Conservative media feuded with Parkland students

After last weekend’s well-received speeches at the large and well-organized March for Our Lives in Washington, DC, the teenage Parkland massacre survivors who’ve become gun control activists became the target of some oddly personal criticism from top conservative media figures. And then the kids fought back.
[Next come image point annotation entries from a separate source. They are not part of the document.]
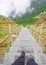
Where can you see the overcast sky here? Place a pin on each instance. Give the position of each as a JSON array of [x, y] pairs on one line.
[[6, 6]]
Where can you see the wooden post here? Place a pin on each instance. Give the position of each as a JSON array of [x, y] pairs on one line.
[[10, 33], [41, 27], [16, 28]]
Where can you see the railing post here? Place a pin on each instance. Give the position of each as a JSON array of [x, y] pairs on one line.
[[41, 27], [16, 28], [10, 33]]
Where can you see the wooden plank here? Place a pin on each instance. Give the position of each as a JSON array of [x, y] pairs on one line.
[[4, 39]]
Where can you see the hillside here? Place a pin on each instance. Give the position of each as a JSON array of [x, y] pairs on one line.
[[29, 18], [4, 31]]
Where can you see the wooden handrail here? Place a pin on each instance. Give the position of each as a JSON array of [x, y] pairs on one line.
[[1, 42], [44, 37]]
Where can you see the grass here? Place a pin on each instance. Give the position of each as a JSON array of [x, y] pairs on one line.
[[42, 41]]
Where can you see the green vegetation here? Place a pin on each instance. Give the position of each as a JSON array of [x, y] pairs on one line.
[[29, 18], [4, 31]]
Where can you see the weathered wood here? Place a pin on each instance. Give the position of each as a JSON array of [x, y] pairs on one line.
[[44, 37], [4, 39]]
  • College application woes: It all started when Laura Ingraham decided to mock activist leader David Hogg in a tweet for having failed to gain admission to UC Los Angeles, UC San Diego, UC Santa Barbara, or UC Irvine. (Ingraham herself went to Dartmouth, like a good populist.)
  • Advertiser boycott: In response, Hogg called on the public to pressure Ingraham’s advertisers into dropping her show — naming 12 consumer brands, seven of whom have broken ties.
  • What’s next? Ingraham has already apologized, but the entire episode reveals once again that the student leaders out of Parkland are media savvy beyond their years and a difficult set of opponents for older political figures to tangle with.

Trump gave a weird speech

In Ohio allegedly to tout his administration’s infrastructure plan, Trump delivered one of the rambling, factually challenged addresses for which he’s famous. This one including what was, on its face, a major foreign policy announcement.
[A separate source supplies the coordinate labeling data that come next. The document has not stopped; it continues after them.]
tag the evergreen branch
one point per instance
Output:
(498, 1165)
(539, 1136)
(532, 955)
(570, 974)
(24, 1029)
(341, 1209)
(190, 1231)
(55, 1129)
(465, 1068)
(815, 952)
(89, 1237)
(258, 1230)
President Trump held a rally discussing infrastructure development at the Richfield Training Site, south of Cleveland, Ohio on March 29, 2018.
President Trump held a rally discussing infrastructure development at the Richfield Training Site, south of Cleveland, Ohio, on March 29, 2018.
Nicholas Kamm/AFP/Getty Images
  • The US military is leaving Syria: “We’ll be coming out of Syria very soon,” Trump said, seeming to announce a major revision of American policy which currently has about 2,000 troops stationed there “indefinitely,” according to the Pentagon. Trump said that’s over, “Let the other people take care of it now. Very soon. Very soon, we’re coming out.” But, of course, there’s no indication that this represents actual policy as opposed to the ramblings of a president who is a strangely marginal figure in his own administration.
  • He also said some more stuff: Trump also suggested that trade negotiations with South Korea could give him leverage over North Korea and misdescribed the border security provisions of last week’s omnibus spending bill.
  • What’s next? Trump will continue to walk the line between dishonest, uninformed, and inarticulate in a way that keeps people guessing.